Мы завозились — на часах было уже десять минут третьего. Но, похоже, Масуд и не собирался появляться здесь в назначенное время — у него работы хватало. Когда мы были готовы, Фарук просто сходил за ним.

Масуд был невысокого роста, худым, с правильным удлиненным лицом и тонкими пальцами художника. На нем был надетый на рубашку светло-зеленый свитерка голове — пакуль. Он поздоровался с каждым за руку и спросил, куда ему надо сесть.

Я повел его к креслу.

— Я знаю, что вы говорите по-французски, — на этом же языке сказал я. — На каком языке вы предпочли бы давать интервью? Можно и по-английски.

— Я предпочитаю персидский, — на очень приличном французском ответил Масуд. — Фарук будет переводить вам.

Это было правильным решением. Фактическому главе государства не пристало говорить на ломаном языке или с акцентом.

Я показал Масуду его кресло. Он посмотрел, что будет сзади, и увидел, что это — карта Афганистана. И опять мысль его работала в правильном направлении.

— Наверное, мне тогда лучше будет что-нибудь накинуть сверху.

Он что-то сказал Фаруку, и тот быстро вышел. Он вернулся с чапаном тонкого сукна, который Масуд накинул на плечи. С ним в комнату вошел тоже невысокий мужчина лет тридцати пяти с коротко постриженной черной бородкой. Фарук представил его: это был доктор Абдулла. Тот не задержался: он что-то спросил у Масуда и, получив ответ, вышел, прощально махнув нам рукой. Мы начали работать.

Масуд был интровертом. Странный психологический тип для военачальника — а он командовал армией, и политика — а он уже двадцать пять лет действовал в оппозиции правительству. Он воевал сначала с принцем Даудом, потом с первыми коммунистическими правителями Афганистана, Тараки и Амином, потом — десять лет — с советскими войсками, потом с Наджибуллой, после недолгого мира — со своими бывшими союзниками, а последние годы — против талибов. И при этом он говорил тихо, бесцветно, глядя в пол и лишь изредка поднимая глаза на собеседника.

Я знаю интровертов — я сам такой. Они могут открыться ничуть не меньше, чем экстраверты. Им важно почувствовать, что они могут довериться. И постепенно это произошло. Я расспрашивал Масуда о русских, которые были его преподавателями в Кабульском политехническом институте, и тех, которые потом выжигали напалмом деревни в Панджшерском ущелье. О тех, кто договаривался с ним о перемирии, и тех, кто это перемирие нарушал коварным ночным ракетным ударом. О русских, которые пытались его убить, и тех, которые сегодня были его главной поддержкой в мире.
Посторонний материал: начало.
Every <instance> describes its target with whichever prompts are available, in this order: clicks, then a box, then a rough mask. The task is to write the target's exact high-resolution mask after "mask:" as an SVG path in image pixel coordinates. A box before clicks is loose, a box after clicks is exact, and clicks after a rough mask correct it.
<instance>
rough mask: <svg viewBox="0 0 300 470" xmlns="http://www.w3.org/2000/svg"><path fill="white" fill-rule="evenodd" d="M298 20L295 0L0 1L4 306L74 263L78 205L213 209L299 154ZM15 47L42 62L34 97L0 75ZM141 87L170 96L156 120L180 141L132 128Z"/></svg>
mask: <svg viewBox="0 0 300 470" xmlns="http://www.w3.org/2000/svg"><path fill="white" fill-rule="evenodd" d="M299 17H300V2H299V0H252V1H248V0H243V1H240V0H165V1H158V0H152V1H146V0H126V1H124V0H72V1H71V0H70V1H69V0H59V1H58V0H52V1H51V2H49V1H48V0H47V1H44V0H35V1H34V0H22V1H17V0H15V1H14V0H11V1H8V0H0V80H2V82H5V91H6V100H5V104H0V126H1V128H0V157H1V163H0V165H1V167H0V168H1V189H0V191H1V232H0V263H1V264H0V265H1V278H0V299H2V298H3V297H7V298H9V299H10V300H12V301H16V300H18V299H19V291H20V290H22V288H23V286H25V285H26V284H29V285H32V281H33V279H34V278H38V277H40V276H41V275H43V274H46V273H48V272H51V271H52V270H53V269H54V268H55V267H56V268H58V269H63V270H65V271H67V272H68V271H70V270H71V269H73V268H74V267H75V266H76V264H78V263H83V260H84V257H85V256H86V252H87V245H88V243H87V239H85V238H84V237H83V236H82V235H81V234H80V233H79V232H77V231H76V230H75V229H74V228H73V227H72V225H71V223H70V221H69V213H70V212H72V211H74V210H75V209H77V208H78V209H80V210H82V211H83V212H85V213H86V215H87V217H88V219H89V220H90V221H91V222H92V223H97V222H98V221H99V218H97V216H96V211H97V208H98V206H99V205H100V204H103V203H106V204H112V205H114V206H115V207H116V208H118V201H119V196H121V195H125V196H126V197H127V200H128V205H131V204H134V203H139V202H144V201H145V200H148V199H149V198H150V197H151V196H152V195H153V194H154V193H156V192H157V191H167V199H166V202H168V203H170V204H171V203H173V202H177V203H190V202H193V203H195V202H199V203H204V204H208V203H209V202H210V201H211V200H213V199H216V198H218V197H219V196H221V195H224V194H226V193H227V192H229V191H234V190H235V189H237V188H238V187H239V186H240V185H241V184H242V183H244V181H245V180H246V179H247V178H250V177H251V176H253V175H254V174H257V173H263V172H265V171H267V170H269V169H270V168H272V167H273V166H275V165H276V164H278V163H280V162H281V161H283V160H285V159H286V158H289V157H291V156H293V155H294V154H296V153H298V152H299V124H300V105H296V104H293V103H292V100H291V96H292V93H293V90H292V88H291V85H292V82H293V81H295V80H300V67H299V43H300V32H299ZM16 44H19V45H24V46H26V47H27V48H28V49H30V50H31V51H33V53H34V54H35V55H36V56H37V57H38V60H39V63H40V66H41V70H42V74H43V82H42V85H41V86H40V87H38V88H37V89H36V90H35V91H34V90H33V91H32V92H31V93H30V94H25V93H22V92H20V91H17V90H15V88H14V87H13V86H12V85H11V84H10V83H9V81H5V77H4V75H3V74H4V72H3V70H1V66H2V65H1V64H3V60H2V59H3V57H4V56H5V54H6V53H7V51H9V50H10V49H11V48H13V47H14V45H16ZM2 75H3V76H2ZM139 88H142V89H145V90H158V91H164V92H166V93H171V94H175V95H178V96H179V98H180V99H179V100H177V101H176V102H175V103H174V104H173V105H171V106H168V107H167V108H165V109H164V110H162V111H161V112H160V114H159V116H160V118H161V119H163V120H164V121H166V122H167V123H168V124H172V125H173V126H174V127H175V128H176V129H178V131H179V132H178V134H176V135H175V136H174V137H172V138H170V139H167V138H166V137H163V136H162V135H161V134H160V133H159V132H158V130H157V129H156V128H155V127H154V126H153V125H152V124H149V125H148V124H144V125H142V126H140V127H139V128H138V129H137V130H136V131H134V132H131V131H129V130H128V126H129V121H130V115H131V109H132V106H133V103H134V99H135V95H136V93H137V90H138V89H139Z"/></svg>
Теперь взгляд его уже не прятался за веки. Пока Фарук переводил мне, что он сказал, Масуд смотрел прямо мне в глаза, ловя мои реакции. И когда я задавал ему следующий вопрос, по-французски, он воспринимал его не только ушами: его взгляд с мягкой, деликатной любознательностью интеллектуала постоянно переходил с моих губ на глаза и обратно. И, когда он говорил сам, по-прежнему тихо, но уже с желанием быть не только услышанным, но и понятым, его глаза горели светом, который я хорошо знал. Жизнь чаще сталкивала меня с ловкачами и проходимцами, но идеалисты мне встречались тоже.

Почему я решил описать все это? Я уже говорил о магии общения, с которой мне в очередной раз пришлось столкнуться две недели назад в Москве. Я не знал тогда, что взгляды людей, которых я больше не увижу, заставят меня сделать то, чего я не делал никогда в жизни.

3. Похищение группы

Мы проговорили с Масудом на час дольше, чем предполагалось, — в моей сумке было четыре отснятые кассеты по полчаса каждая. Мы бы проговорили и больше, но в комнату тихонько вошел доктор Абдулла и сказал по-английски, что Масуда ждут.

Тот взглянул на часы.

— Ф-ф, конечно! — Потом посмотрел на меня. — Давайте последний вопрос, хорошо?

Я спросил, чего бы он хотел для своих детей — у него их было четверо. Масуд задумался.

— Я хотел бы, чтобы они в своей жизни смогли заниматься тем, что им будет нравиться. В отличие от меня!

В машине я пересказал ребятам несколько наиболее интересных моментов. Нет, языки надо учить независимо от того, чем ты собираешься заниматься! Но и у них были свои открытия.

— У Масуда бронежилет скрытого ношения, — сообщил Димыч, которого Илья научил выполнять работу звукооператора. Он теперь цеплял интервьюируемым микрофон, пропуская провод под одежду, а потом надевал наушники и слушал, чтобы не было помех. — Почти невидимый, даже под свитером.